In this world and the alternate universe both, attackers can also use _un_published vulnerabilities because they have high incentive to do research. Keeping a bug secret does not prevent it from existing or from being exploited.


It doesn’t scale well to content that changes dynamically on the client side very well. Dynamic manipulation of the post transform XSL-FO is confusing and difficult, retransforming the whole document from source is too slow and loses state. This is a big part of why CSS won.


What the hell are you talking about

CSS and XSL-FO are entirely different concepts


Take it up with the parent of my comment, who compared them directly.

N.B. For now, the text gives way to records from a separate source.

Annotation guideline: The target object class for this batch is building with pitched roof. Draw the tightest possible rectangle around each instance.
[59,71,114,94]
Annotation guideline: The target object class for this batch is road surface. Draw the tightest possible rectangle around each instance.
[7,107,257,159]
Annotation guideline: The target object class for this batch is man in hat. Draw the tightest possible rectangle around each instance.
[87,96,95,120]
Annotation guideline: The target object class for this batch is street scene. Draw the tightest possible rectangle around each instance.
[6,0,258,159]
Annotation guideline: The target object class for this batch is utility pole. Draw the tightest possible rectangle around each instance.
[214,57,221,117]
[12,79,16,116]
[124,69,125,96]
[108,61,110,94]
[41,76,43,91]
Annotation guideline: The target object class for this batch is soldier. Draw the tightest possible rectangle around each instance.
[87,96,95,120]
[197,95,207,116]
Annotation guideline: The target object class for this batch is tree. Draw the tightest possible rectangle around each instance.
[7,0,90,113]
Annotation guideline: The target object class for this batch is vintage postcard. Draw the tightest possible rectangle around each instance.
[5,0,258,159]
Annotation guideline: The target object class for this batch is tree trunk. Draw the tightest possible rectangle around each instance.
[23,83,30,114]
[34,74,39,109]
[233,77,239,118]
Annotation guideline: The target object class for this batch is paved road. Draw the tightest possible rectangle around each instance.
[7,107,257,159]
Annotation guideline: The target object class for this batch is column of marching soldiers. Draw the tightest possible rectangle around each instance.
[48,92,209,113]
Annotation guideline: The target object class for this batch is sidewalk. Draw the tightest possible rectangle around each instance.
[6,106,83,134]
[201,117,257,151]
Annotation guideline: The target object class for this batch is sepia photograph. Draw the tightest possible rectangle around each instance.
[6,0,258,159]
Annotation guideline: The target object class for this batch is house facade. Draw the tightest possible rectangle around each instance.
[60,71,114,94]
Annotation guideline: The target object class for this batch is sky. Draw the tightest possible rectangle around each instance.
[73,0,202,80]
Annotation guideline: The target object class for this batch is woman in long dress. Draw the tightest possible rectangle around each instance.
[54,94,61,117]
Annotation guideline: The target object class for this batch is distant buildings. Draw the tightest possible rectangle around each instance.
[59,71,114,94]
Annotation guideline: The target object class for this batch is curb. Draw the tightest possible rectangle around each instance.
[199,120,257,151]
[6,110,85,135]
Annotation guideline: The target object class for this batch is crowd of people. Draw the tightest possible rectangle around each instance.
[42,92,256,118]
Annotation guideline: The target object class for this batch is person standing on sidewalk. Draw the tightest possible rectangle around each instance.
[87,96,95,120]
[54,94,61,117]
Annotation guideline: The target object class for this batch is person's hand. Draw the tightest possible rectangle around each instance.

Fetch API is a pretty recent addition to the web platform. Back in the day, you could absolutely embed images of stylesheets from ftp: URLs. You could even use it with XMLHttpRequest (predecessor of Fetch). Even further back, gopher: was integrated with the web. URL schemes were invented for the web with the idea that http: is not the only one. These other protocols were really part of the web until they weren’t.


XSLT is also a really problematic feature from an implementation perspective (albeit in a different way than showModalDialog or MutationObservers).

I’m not a Chrome dev but I think they have decent reasons for going this way.


1.1 is not that complex to implement


Implementing it without tons of security bugs is apparently pretty hard.


We have contributed a number of upstream fixes

  $ cd gnome-libxml2.git
  $ git log --oneline --author=@apple.com | wc -l
      43
The main reason we have a fork at all is that upstream libxml2 has broken source and binary compatibility in various ways, and we can't take those changes because libxml2 is public API on our platforms. We do make an effort to upstream all security fixes, though we sometimes get to it only after we ship.


I do appreciate you showing up and clarifying that effort to upstream fixes are made! But is your fork developed in the open?

I think the root issue here is that Apple takes from the commons and then (at best) throws the leftovers over the fence.

If there is a poster child for why BSD/MIT licenses lead to less desirable outcomes, it's BSD being endlessly forked.